1) With a Levenshtein distance of 2, the emails are going to be within 2 characters length of one another, so don't bother to do the distance calculations unless abs(length(email1)-length(email2)) <= 2

2) Again, with a distance of 2, there are not going to be more than 2 characters different, so you can make HashSets of the characters in the emails, and take the length of the union minus the length of the intersection of the two. (I believe this is a SymmetricExceptWith) If the result is > 2, skip to the next comparison.

OR

Code your own Levenshtein distance algorithm. If you are only interested in lengths < k, you can optimize the run time. See "Possible Improvements" on the Wikipedia page: http://en.wikipedia.org/wiki/Levenshtein_distance.

Answer 5

Just for completeness, you should consider the semantics of email addresses as well, in terms of:

1. Gmail treats user.name and username as being the same, so both are valid email addresses belonging to the same user. Other services may do this as well. LBushkin's suggestion to strip special characters would help here.

2. Sub-adrressing can potentially trip your filter if users wise up to it. You'd want to drop the sub-address data before comparison.

Answer 6

You might want to look at the full data set to see if there is other commonality between accounts that have spoofed emails.

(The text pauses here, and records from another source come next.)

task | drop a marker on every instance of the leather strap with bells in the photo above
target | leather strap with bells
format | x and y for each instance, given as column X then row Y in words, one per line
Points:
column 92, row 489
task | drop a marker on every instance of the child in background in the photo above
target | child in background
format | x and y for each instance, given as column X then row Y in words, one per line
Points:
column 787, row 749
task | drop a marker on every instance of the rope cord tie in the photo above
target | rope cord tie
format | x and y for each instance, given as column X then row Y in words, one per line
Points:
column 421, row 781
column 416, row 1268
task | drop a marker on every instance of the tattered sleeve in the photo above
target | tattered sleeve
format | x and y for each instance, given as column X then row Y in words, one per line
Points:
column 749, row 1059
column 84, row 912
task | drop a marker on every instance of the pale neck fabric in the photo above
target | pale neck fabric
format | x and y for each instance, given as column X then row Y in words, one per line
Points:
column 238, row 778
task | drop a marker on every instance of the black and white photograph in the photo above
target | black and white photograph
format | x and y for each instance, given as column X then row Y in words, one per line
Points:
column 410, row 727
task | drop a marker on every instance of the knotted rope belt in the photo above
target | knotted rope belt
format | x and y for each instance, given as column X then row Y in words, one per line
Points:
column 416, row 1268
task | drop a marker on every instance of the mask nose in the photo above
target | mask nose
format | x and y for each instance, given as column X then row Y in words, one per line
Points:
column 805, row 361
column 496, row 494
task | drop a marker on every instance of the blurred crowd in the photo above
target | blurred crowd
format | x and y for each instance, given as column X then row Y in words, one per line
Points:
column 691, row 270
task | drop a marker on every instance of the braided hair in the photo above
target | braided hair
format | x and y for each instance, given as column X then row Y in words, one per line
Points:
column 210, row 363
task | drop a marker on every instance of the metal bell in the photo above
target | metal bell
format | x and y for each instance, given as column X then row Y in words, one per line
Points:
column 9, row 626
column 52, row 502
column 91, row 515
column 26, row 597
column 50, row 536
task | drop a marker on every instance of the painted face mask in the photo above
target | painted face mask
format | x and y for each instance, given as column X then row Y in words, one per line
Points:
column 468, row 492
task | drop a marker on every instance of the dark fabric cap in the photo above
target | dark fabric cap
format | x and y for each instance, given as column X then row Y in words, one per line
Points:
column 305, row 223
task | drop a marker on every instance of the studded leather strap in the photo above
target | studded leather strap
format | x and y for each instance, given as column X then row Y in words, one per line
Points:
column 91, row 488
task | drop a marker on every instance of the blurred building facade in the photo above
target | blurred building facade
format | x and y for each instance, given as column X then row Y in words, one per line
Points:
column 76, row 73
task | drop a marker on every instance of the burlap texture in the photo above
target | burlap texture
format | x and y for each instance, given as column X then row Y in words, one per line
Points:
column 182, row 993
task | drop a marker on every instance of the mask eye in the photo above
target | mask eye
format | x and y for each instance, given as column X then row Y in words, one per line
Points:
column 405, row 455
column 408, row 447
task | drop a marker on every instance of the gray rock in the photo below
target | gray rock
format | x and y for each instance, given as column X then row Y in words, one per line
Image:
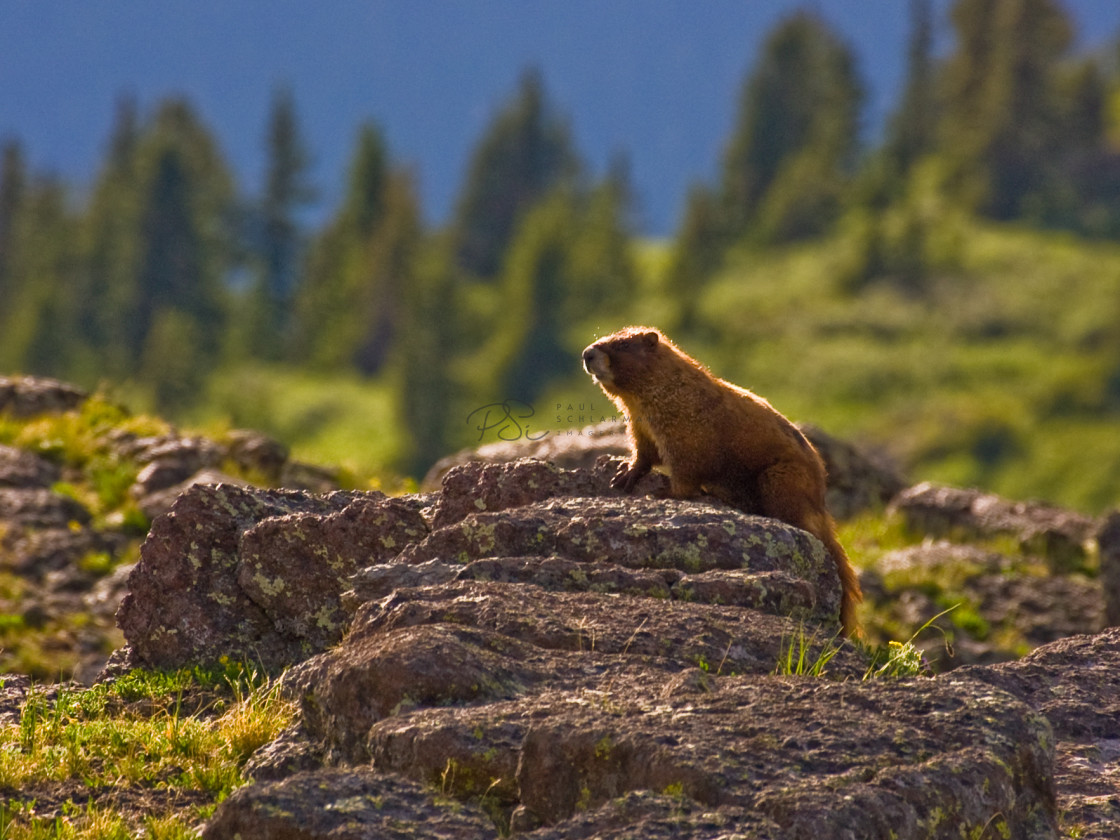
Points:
column 20, row 468
column 1062, row 537
column 1075, row 684
column 1108, row 540
column 24, row 397
column 344, row 804
column 257, row 575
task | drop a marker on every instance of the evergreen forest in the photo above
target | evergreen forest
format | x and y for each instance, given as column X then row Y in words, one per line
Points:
column 949, row 292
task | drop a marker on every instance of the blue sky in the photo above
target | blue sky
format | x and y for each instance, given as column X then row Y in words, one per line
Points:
column 655, row 80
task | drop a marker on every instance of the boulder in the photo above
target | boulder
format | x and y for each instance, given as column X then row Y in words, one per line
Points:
column 186, row 603
column 1108, row 539
column 570, row 449
column 21, row 468
column 858, row 479
column 22, row 397
column 1064, row 538
column 345, row 804
column 1075, row 683
column 999, row 605
column 577, row 711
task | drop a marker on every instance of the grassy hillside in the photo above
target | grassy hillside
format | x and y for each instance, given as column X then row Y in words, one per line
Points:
column 1001, row 370
column 1004, row 371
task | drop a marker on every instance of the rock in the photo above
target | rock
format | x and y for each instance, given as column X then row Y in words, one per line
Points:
column 20, row 468
column 477, row 487
column 1108, row 540
column 22, row 397
column 1060, row 535
column 231, row 597
column 764, row 563
column 38, row 507
column 998, row 606
column 296, row 567
column 170, row 460
column 576, row 449
column 857, row 481
column 552, row 707
column 1075, row 684
column 308, row 477
column 159, row 502
column 36, row 553
column 344, row 804
column 257, row 454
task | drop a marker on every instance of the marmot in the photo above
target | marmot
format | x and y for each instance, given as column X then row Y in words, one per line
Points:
column 717, row 438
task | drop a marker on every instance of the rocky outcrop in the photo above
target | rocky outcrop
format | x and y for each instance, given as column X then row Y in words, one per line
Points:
column 1060, row 535
column 1075, row 684
column 858, row 481
column 353, row 804
column 22, row 397
column 565, row 661
column 257, row 575
column 1108, row 539
column 262, row 574
column 998, row 606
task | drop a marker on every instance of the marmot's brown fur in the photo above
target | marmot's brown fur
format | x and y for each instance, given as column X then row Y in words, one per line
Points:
column 717, row 438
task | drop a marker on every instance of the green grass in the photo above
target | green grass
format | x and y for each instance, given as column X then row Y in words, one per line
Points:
column 1004, row 374
column 171, row 744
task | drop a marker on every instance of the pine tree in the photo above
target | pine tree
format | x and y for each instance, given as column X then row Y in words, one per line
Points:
column 524, row 154
column 38, row 319
column 278, row 241
column 697, row 253
column 911, row 132
column 12, row 187
column 176, row 289
column 333, row 320
column 110, row 251
column 389, row 273
column 796, row 136
column 1001, row 121
column 430, row 394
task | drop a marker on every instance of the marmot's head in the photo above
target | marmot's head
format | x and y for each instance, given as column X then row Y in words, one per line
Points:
column 621, row 361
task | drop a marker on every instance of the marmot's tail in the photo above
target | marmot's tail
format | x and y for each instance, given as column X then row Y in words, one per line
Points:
column 850, row 594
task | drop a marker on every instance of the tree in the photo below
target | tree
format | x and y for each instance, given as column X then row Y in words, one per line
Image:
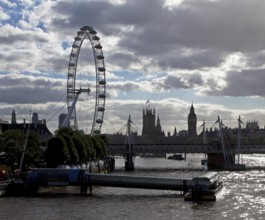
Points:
column 74, row 156
column 33, row 151
column 13, row 145
column 81, row 148
column 57, row 152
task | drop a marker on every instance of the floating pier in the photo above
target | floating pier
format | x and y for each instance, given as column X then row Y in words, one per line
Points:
column 197, row 188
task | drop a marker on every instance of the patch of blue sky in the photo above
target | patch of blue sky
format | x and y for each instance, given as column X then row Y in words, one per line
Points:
column 16, row 12
column 41, row 26
column 66, row 45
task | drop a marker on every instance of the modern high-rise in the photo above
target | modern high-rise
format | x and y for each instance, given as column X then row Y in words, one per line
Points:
column 192, row 123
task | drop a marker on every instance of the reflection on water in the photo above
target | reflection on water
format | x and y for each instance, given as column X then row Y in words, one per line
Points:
column 243, row 196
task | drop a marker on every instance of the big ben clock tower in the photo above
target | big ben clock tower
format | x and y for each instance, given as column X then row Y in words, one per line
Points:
column 192, row 123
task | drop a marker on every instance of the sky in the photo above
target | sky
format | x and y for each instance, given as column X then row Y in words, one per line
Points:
column 172, row 52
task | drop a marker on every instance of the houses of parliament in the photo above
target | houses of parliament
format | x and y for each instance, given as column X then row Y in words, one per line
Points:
column 152, row 131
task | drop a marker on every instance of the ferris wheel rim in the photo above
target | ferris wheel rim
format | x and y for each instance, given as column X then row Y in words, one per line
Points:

i don't know what your application does, but if there are other key points, then use those to filter down what addresses you are going to compare.

Answer 7

Sort everything into a hashtable first. The key should be the domain name of the email; "gmail.com". Strip out special characters from the values, as was mentioned above.

Then check all the gmail.com's against one another. That should be much faster. Do not compare things that are more than 3 characters different in length.

As a second step, check all the keys against one another, and develop groupings there. (gmail.com == googlemail.com, for example.)

Answer 8

I agree with others comments about comparing email addresses not being to helpful, since users could just aswell create fraudulent disimilar looking addresses.

I think a better to come with other solutions, such as limiting the amount of emails you can write down per hour/day, or the time between those addresses being received by you and being sent to the users. Basically, work it out in a way where it is comfortable to send to send a few invites per day, but a PITA to send out many. I guess most users would forget/give up to do it if they had to do it through out a relatively long period of time in order to get their freebies.

Answer 9

Is there any way you can do a check on the IP address of the person creating the email. That would be a simple way to determine, or at least give you added information about whether the different email addresses have come from the same person.